What curriculum explains and what still needs mechanics

In chapter 1, we saw that a base model can miss the product contract even when it is fluent. In chapter 2, we saw that the curriculum shapes what the model treats as normal before later alignment starts.

But "the model practiced this text" is still not mechanical enough. We need to see how one piece of text turns into a weight update. Otherwise loss curves, checkpoints, and training runs stay mysterious.

This chapter opens the workbench: shifted tokens become labels, labels become loss, loss becomes gradients, and gradients move weights. Once you can trace one batch, the giant lifecycle has a concrete center.

What this file solves

Training can look like a giant mysterious run instead of a small repeated update. This file traces one shifted sequence from input tokens to logits, loss, gradients, optimizer step, and checkpoint state so the whole lifecycle has a mechanical center.

Why the giant run needs a tiny loop

Without the inner loop, "pretraining" sounds like a cloud of compute. The useful mental move is to reduce the run to one repeated contract: predict the next token, measure surprise, move weights, save enough state to continue.

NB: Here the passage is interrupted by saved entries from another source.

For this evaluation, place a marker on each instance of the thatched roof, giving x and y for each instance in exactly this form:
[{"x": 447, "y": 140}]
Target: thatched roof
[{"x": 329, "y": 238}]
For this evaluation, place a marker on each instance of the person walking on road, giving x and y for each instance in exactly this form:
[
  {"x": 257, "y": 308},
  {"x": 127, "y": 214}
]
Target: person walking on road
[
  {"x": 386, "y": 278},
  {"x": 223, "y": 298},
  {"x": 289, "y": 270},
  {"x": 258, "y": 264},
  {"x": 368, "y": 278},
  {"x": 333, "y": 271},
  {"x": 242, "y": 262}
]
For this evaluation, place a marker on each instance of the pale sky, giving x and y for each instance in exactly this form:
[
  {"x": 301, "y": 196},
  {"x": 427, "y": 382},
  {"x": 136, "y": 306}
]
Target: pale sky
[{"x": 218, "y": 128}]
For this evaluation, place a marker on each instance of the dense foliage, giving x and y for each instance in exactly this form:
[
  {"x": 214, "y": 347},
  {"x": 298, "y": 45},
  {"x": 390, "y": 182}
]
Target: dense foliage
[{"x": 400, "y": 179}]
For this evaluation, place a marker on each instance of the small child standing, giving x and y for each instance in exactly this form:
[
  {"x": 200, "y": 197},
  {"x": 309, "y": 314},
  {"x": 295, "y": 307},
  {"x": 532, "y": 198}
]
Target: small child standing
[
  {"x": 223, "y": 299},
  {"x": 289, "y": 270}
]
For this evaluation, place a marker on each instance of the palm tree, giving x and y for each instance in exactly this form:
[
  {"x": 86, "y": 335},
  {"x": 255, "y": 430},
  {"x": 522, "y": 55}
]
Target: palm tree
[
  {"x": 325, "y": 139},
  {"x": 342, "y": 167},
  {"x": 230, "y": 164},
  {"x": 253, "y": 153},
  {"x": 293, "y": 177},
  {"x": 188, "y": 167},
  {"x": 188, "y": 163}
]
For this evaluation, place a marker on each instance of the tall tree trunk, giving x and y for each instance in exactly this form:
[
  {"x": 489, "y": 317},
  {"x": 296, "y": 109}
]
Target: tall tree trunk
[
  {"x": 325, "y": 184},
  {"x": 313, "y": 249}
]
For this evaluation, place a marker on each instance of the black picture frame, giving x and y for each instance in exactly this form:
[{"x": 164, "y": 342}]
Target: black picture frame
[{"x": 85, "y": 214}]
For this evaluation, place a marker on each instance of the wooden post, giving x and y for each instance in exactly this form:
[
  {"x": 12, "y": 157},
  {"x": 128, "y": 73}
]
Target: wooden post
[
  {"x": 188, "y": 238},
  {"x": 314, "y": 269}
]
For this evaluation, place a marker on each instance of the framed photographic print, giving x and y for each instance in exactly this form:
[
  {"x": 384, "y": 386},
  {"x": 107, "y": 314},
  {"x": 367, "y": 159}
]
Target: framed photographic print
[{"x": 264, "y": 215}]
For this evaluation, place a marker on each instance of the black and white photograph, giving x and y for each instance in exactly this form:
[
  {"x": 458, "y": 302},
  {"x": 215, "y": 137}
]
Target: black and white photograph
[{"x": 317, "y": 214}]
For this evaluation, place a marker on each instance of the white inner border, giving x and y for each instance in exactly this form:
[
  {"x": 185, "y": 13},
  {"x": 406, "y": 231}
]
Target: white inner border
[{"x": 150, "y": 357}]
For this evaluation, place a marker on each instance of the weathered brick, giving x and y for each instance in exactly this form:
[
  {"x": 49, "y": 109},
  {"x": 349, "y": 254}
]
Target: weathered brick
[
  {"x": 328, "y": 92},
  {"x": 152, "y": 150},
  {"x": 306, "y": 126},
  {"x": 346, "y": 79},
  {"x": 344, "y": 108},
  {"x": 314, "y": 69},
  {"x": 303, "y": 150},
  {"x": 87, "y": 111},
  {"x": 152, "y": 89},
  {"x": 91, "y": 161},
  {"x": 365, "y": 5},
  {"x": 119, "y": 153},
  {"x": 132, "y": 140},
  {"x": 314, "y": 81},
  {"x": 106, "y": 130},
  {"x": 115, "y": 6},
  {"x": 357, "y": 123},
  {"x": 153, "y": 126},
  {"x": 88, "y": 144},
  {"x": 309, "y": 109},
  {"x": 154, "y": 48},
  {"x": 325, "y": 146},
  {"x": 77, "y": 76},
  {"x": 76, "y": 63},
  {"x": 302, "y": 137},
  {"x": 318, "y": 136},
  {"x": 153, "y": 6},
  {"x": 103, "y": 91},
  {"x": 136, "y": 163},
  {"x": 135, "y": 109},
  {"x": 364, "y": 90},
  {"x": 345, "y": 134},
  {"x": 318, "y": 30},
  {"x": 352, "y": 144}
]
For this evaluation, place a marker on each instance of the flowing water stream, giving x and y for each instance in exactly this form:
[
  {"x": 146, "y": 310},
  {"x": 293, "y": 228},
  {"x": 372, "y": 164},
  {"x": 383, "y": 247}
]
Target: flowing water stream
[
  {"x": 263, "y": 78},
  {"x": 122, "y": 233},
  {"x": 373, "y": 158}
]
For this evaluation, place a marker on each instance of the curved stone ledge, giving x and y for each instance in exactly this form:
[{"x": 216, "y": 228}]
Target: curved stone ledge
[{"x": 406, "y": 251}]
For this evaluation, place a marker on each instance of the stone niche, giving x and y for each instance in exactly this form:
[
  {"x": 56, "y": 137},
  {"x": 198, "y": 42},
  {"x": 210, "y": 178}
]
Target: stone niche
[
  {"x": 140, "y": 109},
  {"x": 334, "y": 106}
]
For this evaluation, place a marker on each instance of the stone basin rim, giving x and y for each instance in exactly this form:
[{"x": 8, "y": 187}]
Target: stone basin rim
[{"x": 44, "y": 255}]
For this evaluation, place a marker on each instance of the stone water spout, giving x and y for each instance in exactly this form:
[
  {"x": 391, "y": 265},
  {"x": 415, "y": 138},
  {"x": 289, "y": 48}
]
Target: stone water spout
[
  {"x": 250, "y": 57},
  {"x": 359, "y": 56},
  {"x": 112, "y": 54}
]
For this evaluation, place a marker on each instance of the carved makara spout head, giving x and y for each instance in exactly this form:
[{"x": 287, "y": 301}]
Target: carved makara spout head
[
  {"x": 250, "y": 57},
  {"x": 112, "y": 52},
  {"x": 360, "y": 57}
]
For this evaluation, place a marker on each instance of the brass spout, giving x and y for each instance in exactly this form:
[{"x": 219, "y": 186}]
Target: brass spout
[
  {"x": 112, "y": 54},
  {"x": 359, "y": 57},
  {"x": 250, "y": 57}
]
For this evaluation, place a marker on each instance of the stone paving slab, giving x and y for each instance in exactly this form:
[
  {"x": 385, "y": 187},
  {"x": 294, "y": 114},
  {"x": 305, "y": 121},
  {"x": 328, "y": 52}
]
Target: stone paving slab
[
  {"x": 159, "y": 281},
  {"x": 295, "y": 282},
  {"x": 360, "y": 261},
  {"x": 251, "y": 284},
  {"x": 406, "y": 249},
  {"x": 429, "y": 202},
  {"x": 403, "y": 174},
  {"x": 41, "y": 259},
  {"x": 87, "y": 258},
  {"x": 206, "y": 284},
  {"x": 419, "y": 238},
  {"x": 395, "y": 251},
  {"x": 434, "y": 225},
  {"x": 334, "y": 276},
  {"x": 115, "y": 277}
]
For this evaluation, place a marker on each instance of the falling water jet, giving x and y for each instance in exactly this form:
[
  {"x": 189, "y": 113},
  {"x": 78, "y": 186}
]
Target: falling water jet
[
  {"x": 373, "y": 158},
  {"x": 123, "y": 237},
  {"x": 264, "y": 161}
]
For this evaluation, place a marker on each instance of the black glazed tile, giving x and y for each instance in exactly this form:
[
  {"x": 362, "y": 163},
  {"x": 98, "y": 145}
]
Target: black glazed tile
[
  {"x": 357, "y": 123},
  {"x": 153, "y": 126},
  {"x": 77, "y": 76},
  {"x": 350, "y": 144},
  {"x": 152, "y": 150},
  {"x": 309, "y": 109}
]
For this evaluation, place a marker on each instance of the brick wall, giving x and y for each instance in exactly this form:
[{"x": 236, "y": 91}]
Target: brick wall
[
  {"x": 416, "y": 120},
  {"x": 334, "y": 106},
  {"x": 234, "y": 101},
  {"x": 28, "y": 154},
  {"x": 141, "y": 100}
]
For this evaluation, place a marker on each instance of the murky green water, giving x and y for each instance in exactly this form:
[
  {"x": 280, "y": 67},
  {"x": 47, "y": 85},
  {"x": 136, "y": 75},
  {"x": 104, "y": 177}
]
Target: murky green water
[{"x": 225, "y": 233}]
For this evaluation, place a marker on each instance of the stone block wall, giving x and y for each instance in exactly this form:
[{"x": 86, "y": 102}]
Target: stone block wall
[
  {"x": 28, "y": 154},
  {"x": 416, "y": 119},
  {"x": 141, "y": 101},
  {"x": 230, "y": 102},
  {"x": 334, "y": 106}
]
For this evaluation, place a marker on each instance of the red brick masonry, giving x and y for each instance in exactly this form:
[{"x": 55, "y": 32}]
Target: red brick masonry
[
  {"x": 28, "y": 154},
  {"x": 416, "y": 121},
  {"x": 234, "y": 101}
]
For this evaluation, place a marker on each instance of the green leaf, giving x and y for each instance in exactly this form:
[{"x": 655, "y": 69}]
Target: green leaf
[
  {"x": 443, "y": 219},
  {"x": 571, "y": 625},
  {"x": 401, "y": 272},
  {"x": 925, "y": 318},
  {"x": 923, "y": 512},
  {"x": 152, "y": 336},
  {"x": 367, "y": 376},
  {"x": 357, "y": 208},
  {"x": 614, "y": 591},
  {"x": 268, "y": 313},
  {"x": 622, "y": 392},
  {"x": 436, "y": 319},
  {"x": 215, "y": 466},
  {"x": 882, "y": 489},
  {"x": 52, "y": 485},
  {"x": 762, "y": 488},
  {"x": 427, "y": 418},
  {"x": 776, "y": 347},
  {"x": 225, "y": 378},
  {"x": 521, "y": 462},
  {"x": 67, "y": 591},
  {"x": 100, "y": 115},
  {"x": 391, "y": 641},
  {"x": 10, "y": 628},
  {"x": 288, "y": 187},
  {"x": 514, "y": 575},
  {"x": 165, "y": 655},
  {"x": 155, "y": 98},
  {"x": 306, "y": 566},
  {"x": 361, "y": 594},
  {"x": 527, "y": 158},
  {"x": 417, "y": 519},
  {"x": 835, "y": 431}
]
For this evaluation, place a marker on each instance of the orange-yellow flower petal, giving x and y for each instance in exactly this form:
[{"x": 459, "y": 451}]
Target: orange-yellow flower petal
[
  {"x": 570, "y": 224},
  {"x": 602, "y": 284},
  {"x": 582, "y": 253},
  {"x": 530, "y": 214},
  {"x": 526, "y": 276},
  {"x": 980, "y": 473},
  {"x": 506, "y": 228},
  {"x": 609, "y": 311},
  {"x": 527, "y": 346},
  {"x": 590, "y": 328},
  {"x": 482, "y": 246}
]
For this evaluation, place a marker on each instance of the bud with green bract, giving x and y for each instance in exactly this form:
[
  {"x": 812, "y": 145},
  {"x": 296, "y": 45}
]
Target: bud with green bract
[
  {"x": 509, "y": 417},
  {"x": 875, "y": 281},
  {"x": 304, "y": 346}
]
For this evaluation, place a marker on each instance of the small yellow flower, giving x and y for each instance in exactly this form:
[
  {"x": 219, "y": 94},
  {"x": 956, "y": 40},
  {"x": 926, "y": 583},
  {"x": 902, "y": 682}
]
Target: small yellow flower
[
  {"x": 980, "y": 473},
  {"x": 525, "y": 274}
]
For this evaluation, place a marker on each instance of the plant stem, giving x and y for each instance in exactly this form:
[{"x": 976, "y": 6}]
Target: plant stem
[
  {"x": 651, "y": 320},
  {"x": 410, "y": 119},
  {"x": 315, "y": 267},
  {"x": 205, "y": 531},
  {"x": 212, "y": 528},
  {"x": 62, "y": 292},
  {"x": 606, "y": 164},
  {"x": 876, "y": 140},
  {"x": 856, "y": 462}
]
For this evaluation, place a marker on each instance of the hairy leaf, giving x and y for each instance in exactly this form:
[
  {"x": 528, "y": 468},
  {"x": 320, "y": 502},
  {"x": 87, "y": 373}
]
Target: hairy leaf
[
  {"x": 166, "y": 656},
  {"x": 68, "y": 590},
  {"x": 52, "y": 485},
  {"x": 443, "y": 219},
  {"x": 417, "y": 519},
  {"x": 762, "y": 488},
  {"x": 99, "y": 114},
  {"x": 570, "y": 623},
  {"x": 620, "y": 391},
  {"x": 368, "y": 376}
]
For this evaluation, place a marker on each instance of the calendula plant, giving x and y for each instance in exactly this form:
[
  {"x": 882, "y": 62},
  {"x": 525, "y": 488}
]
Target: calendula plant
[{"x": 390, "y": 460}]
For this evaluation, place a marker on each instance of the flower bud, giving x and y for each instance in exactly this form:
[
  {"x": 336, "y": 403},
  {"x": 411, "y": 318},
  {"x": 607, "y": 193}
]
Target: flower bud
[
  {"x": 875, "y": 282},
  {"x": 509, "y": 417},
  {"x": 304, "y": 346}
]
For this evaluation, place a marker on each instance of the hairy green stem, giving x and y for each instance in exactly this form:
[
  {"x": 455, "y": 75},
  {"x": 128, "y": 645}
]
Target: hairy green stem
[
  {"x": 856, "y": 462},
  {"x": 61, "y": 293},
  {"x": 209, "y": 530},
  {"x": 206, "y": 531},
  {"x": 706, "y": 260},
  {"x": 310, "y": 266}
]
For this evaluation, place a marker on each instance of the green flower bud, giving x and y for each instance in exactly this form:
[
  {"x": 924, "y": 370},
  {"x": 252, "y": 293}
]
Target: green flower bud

When loss falls but the update is still a mystery

The naive repair is to trust a falling loss curve. If you cannot trace one batch through labels, logits, loss, gradients, and optimizer state, you cannot tell whether the run is learning the intended task or merely moving numbers.

One shifted sentence is the training game

Text: Rollback started at 14:18
Input: Rollback started at
Target: 14:18
Training nudges the model so 14:18 becomes less surprising next time.

Rule: lower surprise one token at a time

Training changes weights by making the correct next token less surprising.

Why the tiny loop works. Training is simple at the center: guess the next token, measure how wrong the guess was, move the weights a little, repeat.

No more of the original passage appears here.